OnlineStats.jl
OnlineStats.jl copied to clipboard
Probabilistic Data Structures
- [x] HyperLogLog
- [x] HyperLogLog ++
- [x] Count Min Sketch
- [ ] Bloom Filter
- [ ] MinHash
Interested in a t-digest as well?
https://www.sciencedirect.com/science/article/pii/S2665963820300403#:~:text=The%20t%2Ddigest%20is%20an,of%20data%20with%20arbitrary%20distribution.
Sure! That looks very interesting. I'll give the paper a closer look, but I'm not sure if I'll have the bandwidth to work on implementing it for a while.
Let me see if I can get somewhere quickly from my Java version.
So I have a working version for the cdf function. The quantile function isn't there yet.
It needs more tests. And it needs to conform to your API expectations. And I would like to add in a logHistogram implementation as well.
How did you imagine this should work? Right now I have a fit!(MergingDigest, Vector{<:Number}) method (and a non vector parallel) that adds data to the digest and a cdf(MergingDigest, value::Number) call to compute the empirical CDF of a particular value. I plan to add a quantile(MergingDigest, q::Number) version.
I currently have a length(MergingDigest) function, but that seems to be inconvenient on balance because it force a user to wrap a digest with Ref whenever broadcasting is used. I may retreat to a samples(MergingDigest) method or just document the idiom length(m.sketch).
Is this what you are expecting?
How did you imagine this should work? Right now I have a fit!(MergingDigest, Vector{<:Number}) method (and a non vector parallel) that adds data to the digest and a cdf(MergingDigest, value::Number) call to compute the empirical CDF of a particular value. I plan to add a quantile(MergingDigest, q::Number) version.
Check out the OnlineStat interface in the README here: https://github.com/joshday/OnlineStatsBase.jl. For quantile, just make sure you are extending the Statistics.quantile method. For cdf, we can't export it in order to avoid a conflict with Distributions.cdf, but we can point out that it exists as OnlineStats.cdf in the docs.
I currently have a length(MergingDigest) function, but that seems to be inconvenient on balance because it force a user to wrap a digest with Ref whenever broadcasting is used. I may retreat to a samples(MergingDigest) method or just document the idiom length(m.sketch).
As long as MergingDigest is a subtype of OnlineStat, you shouldn't need to worry about broadcasting/Refs, since this lives in OnlineStatsBase.jl:
Broadcast.broadcastable(o::OnlineStat) = Ref(o)
That's very helpful. In the short-term, even before I step up to integrating I will add the broadcastable snippet directly.
Your comment about cdf being a collision makes me wonder if I shouldn't make a MergingDigest be a Distribution somehow. There is no real reason I couldn't support sampling from the empirical distribution that way.
In fact, anything that supports a quantile operation can be sampled.
In fact, anything that supports a quantile operation can be sampled.
A package that implements this would be pretty cool. e.g.
x = QuantileSampler(thing_with_quantile_method)
rand(x)
But for all I know this already exists in Distributions.jl or elsewhere.

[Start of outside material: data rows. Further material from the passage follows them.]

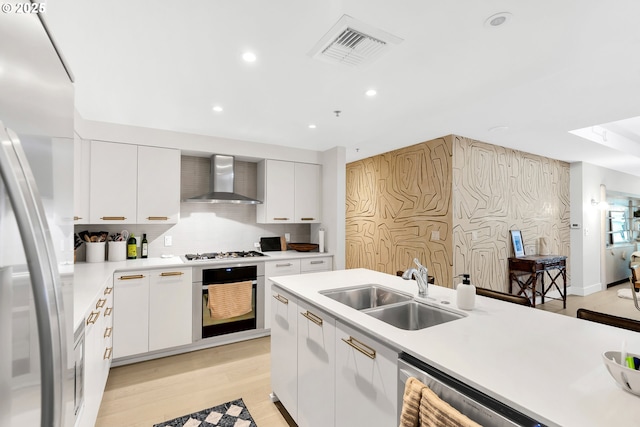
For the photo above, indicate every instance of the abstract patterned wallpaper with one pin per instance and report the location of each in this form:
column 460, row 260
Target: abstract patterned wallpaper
column 399, row 208
column 451, row 202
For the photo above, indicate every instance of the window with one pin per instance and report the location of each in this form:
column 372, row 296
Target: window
column 619, row 226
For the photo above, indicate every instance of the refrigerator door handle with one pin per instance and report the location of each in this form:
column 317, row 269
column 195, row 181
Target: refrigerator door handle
column 45, row 280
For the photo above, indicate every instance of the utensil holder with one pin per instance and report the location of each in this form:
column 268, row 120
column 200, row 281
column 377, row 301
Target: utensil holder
column 95, row 251
column 117, row 251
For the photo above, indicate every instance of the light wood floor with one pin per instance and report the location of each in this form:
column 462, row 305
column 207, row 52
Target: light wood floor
column 147, row 393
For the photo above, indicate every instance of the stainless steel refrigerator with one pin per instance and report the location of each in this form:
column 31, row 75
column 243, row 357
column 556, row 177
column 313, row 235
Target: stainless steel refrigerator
column 37, row 360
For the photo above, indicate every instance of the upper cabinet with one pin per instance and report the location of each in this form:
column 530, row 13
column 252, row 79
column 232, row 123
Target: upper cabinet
column 158, row 185
column 114, row 183
column 290, row 192
column 81, row 172
column 132, row 184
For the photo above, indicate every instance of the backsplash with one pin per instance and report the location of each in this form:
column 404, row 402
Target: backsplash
column 205, row 227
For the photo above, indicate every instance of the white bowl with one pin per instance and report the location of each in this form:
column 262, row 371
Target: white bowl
column 629, row 379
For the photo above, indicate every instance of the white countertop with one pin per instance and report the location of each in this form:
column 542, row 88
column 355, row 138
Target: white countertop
column 546, row 365
column 89, row 278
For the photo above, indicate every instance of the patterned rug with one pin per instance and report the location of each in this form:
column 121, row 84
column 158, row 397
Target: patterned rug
column 230, row 414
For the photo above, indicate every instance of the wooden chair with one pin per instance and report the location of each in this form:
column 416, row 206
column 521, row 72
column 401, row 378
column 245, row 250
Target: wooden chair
column 608, row 319
column 516, row 299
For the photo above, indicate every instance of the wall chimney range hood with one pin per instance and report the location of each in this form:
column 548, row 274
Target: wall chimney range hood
column 221, row 184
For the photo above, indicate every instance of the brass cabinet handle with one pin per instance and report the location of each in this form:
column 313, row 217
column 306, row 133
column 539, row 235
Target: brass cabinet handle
column 314, row 318
column 281, row 299
column 132, row 277
column 361, row 347
column 171, row 273
column 93, row 317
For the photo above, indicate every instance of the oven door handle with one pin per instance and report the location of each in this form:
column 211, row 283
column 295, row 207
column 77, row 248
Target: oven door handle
column 206, row 287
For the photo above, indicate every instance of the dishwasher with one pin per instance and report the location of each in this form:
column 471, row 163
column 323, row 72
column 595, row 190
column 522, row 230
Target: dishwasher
column 483, row 409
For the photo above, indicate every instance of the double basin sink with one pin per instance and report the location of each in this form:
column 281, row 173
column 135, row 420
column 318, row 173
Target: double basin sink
column 395, row 308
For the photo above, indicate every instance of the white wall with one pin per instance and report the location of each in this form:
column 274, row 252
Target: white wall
column 333, row 205
column 587, row 246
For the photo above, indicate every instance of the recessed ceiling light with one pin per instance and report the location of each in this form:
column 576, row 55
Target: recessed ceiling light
column 249, row 57
column 498, row 129
column 497, row 20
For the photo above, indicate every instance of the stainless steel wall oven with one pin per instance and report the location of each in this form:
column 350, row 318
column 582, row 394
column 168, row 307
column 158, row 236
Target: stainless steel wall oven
column 206, row 299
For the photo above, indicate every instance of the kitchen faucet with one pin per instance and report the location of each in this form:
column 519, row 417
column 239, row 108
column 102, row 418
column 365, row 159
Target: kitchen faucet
column 421, row 277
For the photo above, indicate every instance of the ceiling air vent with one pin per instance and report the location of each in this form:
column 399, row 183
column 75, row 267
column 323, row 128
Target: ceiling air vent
column 351, row 42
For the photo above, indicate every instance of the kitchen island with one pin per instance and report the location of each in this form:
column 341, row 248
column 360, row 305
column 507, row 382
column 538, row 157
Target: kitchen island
column 545, row 365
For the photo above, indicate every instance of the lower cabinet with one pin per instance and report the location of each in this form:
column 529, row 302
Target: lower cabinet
column 153, row 310
column 284, row 349
column 366, row 380
column 97, row 354
column 326, row 373
column 287, row 268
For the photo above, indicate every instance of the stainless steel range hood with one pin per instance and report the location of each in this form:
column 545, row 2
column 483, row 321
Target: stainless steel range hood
column 221, row 184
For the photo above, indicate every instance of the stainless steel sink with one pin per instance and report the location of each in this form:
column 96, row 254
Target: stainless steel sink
column 412, row 315
column 366, row 296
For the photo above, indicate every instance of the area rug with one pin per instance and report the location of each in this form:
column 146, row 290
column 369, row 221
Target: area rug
column 230, row 414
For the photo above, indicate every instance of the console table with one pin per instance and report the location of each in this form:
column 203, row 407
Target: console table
column 527, row 271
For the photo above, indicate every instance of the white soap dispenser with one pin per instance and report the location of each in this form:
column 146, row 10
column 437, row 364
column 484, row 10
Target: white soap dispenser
column 466, row 294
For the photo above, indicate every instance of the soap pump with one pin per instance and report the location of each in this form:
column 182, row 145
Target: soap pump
column 466, row 294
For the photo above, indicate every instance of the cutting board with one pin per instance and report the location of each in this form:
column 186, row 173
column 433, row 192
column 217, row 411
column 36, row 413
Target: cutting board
column 268, row 244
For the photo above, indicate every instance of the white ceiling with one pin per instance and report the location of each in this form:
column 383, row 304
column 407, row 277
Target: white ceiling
column 555, row 66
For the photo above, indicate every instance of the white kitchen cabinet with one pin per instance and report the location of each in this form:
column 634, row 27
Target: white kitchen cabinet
column 158, row 185
column 81, row 179
column 153, row 310
column 98, row 354
column 284, row 353
column 170, row 306
column 131, row 317
column 307, row 193
column 312, row 265
column 366, row 380
column 272, row 269
column 276, row 189
column 113, row 183
column 316, row 360
column 290, row 192
column 132, row 184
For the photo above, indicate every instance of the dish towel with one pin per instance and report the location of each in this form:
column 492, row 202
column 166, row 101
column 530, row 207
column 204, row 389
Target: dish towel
column 435, row 412
column 421, row 407
column 410, row 415
column 229, row 299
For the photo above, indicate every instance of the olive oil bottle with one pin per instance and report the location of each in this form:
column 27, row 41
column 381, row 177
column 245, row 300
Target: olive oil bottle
column 132, row 250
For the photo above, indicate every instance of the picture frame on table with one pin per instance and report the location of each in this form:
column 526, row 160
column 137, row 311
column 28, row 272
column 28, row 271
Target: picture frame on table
column 518, row 244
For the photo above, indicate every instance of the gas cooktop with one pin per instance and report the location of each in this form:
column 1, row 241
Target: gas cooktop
column 223, row 255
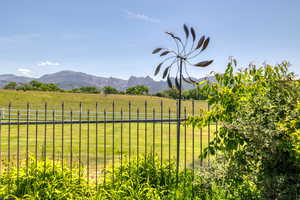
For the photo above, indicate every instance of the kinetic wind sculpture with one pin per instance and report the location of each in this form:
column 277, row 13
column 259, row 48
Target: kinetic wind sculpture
column 178, row 60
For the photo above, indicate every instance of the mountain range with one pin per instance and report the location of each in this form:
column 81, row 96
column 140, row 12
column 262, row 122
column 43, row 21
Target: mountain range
column 71, row 79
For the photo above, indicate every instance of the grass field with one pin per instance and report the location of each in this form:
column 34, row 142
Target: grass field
column 139, row 135
column 19, row 99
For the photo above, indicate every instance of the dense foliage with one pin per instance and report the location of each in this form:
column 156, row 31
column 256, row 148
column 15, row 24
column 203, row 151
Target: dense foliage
column 259, row 108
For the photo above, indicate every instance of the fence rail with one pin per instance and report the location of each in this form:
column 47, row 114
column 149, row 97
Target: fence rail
column 99, row 141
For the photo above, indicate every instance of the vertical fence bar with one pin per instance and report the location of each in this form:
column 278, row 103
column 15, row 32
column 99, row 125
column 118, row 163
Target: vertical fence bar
column 1, row 143
column 71, row 142
column 88, row 147
column 185, row 150
column 113, row 143
column 45, row 137
column 36, row 135
column 137, row 133
column 53, row 141
column 27, row 139
column 161, row 137
column 129, row 131
column 80, row 132
column 8, row 142
column 62, row 134
column 208, row 137
column 18, row 147
column 169, row 123
column 97, row 146
column 178, row 109
column 104, row 127
column 201, row 141
column 121, row 141
column 193, row 141
column 146, row 137
column 153, row 135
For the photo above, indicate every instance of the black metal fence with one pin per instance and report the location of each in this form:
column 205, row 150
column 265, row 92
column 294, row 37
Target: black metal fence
column 98, row 141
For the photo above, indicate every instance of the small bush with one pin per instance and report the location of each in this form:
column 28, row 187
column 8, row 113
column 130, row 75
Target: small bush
column 147, row 179
column 43, row 182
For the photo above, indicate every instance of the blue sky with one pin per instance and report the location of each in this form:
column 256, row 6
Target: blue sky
column 115, row 38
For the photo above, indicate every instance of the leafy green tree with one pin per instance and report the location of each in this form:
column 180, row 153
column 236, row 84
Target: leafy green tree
column 259, row 108
column 110, row 90
column 10, row 86
column 137, row 90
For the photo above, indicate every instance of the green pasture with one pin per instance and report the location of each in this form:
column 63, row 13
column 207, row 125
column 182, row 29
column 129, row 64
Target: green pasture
column 140, row 141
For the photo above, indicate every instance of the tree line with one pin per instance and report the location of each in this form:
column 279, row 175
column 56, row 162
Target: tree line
column 34, row 85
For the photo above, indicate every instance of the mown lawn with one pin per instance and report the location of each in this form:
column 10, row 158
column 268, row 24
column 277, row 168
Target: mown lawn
column 136, row 138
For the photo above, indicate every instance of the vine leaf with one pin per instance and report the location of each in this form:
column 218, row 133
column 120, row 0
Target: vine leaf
column 186, row 80
column 193, row 33
column 169, row 82
column 164, row 53
column 186, row 30
column 157, row 69
column 156, row 50
column 205, row 44
column 203, row 63
column 166, row 72
column 200, row 43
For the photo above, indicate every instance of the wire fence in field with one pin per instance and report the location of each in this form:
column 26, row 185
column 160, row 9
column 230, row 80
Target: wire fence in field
column 99, row 142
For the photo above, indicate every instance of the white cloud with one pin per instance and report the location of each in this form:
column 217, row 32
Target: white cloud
column 142, row 17
column 48, row 63
column 25, row 72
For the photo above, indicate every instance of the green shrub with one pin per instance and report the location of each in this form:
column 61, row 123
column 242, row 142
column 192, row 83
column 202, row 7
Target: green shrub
column 259, row 109
column 43, row 182
column 146, row 179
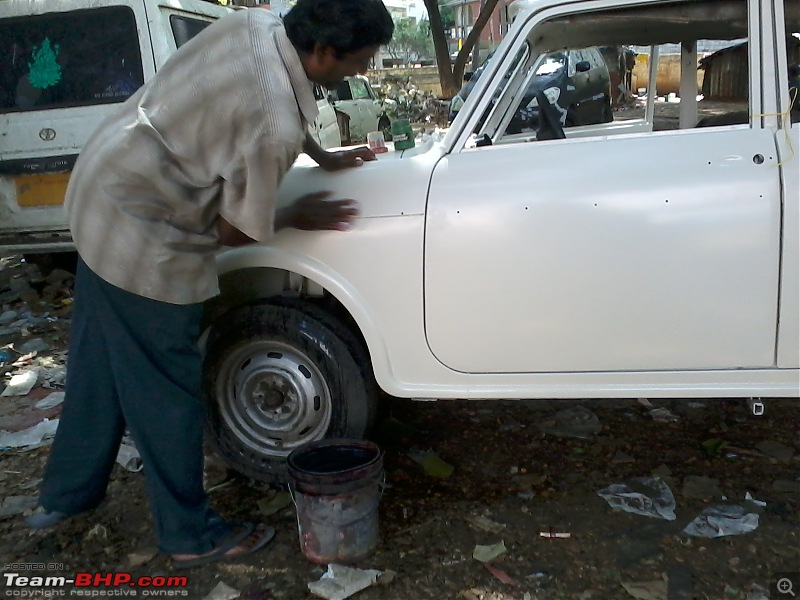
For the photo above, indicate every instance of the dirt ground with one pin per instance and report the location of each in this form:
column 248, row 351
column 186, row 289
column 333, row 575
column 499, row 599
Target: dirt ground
column 519, row 476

Edit: Maybe never mind. You're thinking of this?:
quantile(thing, rand())
See https://github.com/tdunning/TDigest/ for a beginning.
I think this does everything needed, but it isn't tested hard enough to make me super confident of that.
Comments and criticisms are VERY welcome
There are some issues still on the TDigest.jl largely around sort stability. Secondary problem is lack of mind share on my part due to day job.
Not surprisingly, the Julia implementation is simpler than the Java version.